DUPLICATION OF X-RAYS: Every attempt should be made to minimize the number of x-rays taken. The
attending health care provider or any other person or institution having possession of x-rays, which pertain to
the patient and are deemed to be needed for diagnostic or treatment purposes, should make those x-rays
available upon request. No payments shall be made for additional x-rays when recent x-rays are available,
except when the charge is supported by adequate information regarding the need to perform another x-ray.
PHOTOGRAPHIC MEDIA: The use of photographic media or imaging is not reported separately but is
considered to be a component of the basic procedure and shall not merit any additional payment.
XERORADIOGRAPHY: Imaging performed by this process shall have the same Maximum Allowable Fees
as those listed for conventional x-ray procedures of the same anatomical area and views.
MAXIMUM FEES: The Maximum Fees contained within this fee schedule include both the "professional
component” and the "technical component”. Identification of a service or procedure by its five digit code,
without pertinent modifiers, indicates that the services provided include both the professional and technical
components. Where the value is “0” for either the professional component or technical component
there is no designated payment allowed.
The professional component includes the examination of the patient when indicated, performance or
supervision of the procedure, interpretation and written report of the examination including procedure results
(e.g., x-ray images), and consultation with the referring health care provider.

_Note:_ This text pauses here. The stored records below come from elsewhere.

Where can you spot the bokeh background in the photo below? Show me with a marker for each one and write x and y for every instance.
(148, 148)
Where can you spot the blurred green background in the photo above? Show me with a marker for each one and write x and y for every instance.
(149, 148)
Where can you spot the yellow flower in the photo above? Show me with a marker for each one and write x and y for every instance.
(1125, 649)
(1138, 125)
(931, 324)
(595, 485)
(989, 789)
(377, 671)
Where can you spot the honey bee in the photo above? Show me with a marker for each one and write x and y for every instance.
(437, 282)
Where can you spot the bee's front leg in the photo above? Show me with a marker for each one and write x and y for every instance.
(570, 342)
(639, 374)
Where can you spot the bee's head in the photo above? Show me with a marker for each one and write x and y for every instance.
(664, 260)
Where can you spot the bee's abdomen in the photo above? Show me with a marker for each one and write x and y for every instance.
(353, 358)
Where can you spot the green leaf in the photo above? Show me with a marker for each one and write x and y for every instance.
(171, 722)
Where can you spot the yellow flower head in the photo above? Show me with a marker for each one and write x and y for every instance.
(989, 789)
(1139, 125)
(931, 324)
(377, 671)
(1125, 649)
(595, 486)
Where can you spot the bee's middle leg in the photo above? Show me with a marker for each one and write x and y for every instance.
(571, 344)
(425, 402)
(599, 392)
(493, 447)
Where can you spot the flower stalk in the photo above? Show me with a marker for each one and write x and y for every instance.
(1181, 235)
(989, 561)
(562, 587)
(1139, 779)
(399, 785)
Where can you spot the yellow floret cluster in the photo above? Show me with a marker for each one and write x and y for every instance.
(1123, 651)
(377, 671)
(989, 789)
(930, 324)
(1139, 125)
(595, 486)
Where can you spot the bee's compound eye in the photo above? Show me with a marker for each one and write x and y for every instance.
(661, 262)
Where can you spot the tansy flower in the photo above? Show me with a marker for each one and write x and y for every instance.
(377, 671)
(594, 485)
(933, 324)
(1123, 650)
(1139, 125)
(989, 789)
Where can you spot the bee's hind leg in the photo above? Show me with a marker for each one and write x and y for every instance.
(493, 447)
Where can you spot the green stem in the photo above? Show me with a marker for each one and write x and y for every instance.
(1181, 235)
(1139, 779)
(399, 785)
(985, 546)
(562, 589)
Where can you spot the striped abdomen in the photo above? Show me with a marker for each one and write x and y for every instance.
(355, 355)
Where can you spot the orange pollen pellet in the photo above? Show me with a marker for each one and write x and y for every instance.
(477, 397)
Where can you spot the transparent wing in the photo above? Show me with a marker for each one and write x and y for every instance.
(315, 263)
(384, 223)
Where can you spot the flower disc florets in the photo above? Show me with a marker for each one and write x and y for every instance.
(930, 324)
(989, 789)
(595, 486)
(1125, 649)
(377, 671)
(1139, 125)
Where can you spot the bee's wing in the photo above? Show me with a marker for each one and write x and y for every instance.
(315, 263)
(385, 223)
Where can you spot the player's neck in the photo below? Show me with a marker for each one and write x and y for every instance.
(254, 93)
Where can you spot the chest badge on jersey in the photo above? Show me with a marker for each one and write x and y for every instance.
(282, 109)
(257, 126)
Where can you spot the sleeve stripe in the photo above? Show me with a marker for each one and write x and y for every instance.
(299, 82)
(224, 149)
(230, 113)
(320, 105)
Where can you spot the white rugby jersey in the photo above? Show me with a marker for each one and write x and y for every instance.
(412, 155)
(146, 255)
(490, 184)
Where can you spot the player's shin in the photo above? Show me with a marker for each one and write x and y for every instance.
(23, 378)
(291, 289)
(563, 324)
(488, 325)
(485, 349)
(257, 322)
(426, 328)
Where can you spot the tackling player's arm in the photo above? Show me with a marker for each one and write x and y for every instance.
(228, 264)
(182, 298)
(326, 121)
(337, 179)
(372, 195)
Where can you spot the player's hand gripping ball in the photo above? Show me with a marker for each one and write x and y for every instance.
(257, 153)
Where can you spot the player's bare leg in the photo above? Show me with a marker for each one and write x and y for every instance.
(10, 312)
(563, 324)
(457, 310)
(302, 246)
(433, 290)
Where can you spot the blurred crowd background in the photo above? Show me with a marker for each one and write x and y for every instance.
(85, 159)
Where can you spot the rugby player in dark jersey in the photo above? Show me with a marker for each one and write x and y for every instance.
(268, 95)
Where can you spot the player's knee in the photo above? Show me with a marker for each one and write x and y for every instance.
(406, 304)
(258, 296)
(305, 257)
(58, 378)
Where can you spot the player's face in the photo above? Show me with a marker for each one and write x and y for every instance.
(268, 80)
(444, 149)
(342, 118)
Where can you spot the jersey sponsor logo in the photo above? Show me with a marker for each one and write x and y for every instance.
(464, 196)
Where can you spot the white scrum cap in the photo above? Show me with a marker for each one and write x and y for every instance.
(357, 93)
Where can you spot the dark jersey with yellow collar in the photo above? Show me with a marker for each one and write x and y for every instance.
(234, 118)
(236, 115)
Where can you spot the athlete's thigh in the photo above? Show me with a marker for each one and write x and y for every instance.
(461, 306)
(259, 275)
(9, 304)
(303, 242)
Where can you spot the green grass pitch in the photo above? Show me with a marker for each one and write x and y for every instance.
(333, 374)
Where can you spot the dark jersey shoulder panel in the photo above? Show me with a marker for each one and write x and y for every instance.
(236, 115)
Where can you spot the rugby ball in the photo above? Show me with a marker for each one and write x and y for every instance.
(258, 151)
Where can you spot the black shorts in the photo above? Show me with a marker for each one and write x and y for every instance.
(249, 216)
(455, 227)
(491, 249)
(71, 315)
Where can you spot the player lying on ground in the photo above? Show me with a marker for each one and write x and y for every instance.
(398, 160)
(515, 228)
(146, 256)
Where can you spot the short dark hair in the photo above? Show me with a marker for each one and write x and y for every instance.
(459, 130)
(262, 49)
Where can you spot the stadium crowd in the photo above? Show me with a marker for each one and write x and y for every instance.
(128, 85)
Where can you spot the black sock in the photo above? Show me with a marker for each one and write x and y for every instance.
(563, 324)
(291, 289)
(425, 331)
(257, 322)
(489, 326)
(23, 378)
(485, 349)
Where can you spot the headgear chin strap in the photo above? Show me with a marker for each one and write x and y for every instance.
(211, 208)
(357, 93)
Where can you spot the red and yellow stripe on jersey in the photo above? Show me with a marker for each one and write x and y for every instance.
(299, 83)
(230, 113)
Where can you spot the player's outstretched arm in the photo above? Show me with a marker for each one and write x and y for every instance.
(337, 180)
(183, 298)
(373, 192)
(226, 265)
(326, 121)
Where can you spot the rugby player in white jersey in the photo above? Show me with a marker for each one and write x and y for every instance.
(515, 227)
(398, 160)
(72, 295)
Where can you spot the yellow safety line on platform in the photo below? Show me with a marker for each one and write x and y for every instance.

The value is shown in the
“PC” column of this fee schedule.
The technical component includes the charges for personnel, materials and other supplies, and space,
equipment, and other facilities, but excludes the cost of radioisotopes. The value is shown in the “TC”
column of this fee schedule.
The total services component includes both the professional component and the technical component.
The value is shown in the “TS” column of this fee schedule.
Hospital outpatient facilities and ambulatory surgical centers must specify, by use of modifiers, when only the
technical component or the professional component is provided.
SERVICES PROVIDED BY A HOSPITAL OUTPATIENT FACILITY AND/OR AMBULATORY SURGICAL
CENTER: For any radiology service(s) provided by a hospital outpatient facility and/or ambulatory surgical
center, reimbursement for said service is to be limited to the maximum allowable payment contained within
this section of the Fee Schedule.
NECESSITY OF SERVICES OR PROCEDURES: When a patient is referred to radiologists or other health
care providers for services covered in the Radiology Section, the provider(s) shall evaluate the patient's
problem and determine the services or procedures medically necessary. Such evaluations or necessary
consultations with the referring health care providers are an integral part of the professional component and
do not merit any additional charges. No payment shall be made for excessive or inappropriate x-rays
taken on initial or subsequent visits.
MULTIPLE PROCEDURES: It is appropriate to designate multiple procedures that are rendered on the same
day by separate entries. Use modifier -51 to reflect multiple procedures except for the Add-On Codes.